35% of hedge funds at the end of 2010 were exploring the use of sentiment analysis in their models, up from 3% just a couple of years before (NY Times Dec 2010).  I examined a widely discussed stock in Yahoo Finance message boards and found that 3% of the users, write 63% of the post.  Furthermore, individuals whose profile accounts have been open for six months or less account for 65% of the user-provided sentiment (Strong buy, buy, hold, sell, strong sell).  I have results and a paper, and will discuss them May 3.

News (updated March 29, 2011)

Thursday, another doctoral student, Fahrettin Cakir, and I will present a paper by Branke et al. on using multi-objective evolutionary algorithms for optimizing portfolios.

News (updated March 1, 2011)

This Friday I will present to the Data Mining Group a paper where the authors use a genetic algorithm to find an ideal combination of technical analysis trading rules to maximize profit in the foreign exchange market.  This paper goes along well with some of my own research within the realm of using genetic algorithms for portfolio optimization.

News (updated Jan 10, 2011)

I completed the preliminary examination November 28 and received great guidance from my advisors. This semester, I continue my research under Dr. Nick Street on dynamic learning models for short-term (under 5 minutes) equity trading.

News (updated Nov 19, 2010)

I am currently scheduled to take my preliminary examination after the Thanksgiving holiday.
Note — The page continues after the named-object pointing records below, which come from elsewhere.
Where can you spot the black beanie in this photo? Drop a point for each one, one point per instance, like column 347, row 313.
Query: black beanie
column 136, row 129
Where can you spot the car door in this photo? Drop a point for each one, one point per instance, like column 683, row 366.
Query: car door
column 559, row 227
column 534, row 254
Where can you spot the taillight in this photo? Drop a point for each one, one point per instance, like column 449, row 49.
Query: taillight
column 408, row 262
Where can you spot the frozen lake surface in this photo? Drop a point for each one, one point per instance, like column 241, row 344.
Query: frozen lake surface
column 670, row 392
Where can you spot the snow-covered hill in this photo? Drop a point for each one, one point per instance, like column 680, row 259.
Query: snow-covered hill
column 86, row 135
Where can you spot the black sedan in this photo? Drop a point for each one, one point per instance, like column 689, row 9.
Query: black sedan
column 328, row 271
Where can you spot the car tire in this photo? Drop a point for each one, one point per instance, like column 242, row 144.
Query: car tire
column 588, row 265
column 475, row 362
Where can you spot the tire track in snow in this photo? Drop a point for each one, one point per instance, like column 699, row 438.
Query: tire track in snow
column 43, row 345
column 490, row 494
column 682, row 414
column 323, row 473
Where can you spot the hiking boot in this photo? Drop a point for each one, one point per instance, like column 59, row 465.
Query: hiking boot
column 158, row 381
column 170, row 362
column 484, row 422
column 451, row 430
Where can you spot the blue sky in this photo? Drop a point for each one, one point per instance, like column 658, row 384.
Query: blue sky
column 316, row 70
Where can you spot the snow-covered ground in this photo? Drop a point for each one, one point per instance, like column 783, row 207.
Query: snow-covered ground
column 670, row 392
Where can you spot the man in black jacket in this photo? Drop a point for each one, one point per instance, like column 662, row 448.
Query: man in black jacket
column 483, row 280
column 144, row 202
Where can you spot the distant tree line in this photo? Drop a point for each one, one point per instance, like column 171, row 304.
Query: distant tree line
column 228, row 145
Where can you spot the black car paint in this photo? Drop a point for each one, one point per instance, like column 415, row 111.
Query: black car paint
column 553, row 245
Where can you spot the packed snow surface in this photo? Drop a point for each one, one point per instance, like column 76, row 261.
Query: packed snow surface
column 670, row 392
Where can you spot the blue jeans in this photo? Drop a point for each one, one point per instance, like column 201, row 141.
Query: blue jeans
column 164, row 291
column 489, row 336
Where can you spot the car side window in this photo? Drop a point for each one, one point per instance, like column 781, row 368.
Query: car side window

I am working on several different projects at the moment. The first project observes the probabilities of specific market conditions over different time-spans. The further that one looks into the future, the less that is known. I show this statistically.

I am also working on the analysis and optimization of a number of trading algorithms. How can we compare one model to another? What are different techniques of maximizing profit?

Finally, I am working with a fellow doctoral student, Si-Chi Chin, on a number of Bayesian statistical models for determining leading and lagging stocks. Correlations are interesting to analyze, but they don't infer causality. If stock A and B and are closely correlation, and both move up, can we determine one is moving a split-second before the other by using Bayesian inference? We examine this question and are building some really cool models to deal with this question.

News (updated Oct 15, 2010)

I just recently presented "Identifying and Exploiting Trends in Stock Market Data" to the Data Mining Group.

News (updated Dec 4, 2009)

Today I gave a talk on "Security Short-Term Trading" to the Data Mining Group here at the University of Iowa. I spoke about my eight years of trading experience at the Chicago Stock Exchange. Topics covered include: What moves markets? What is the difference between technical and fundamental analysis? How does one retrieve data to analyze the market? How can we data mine the market?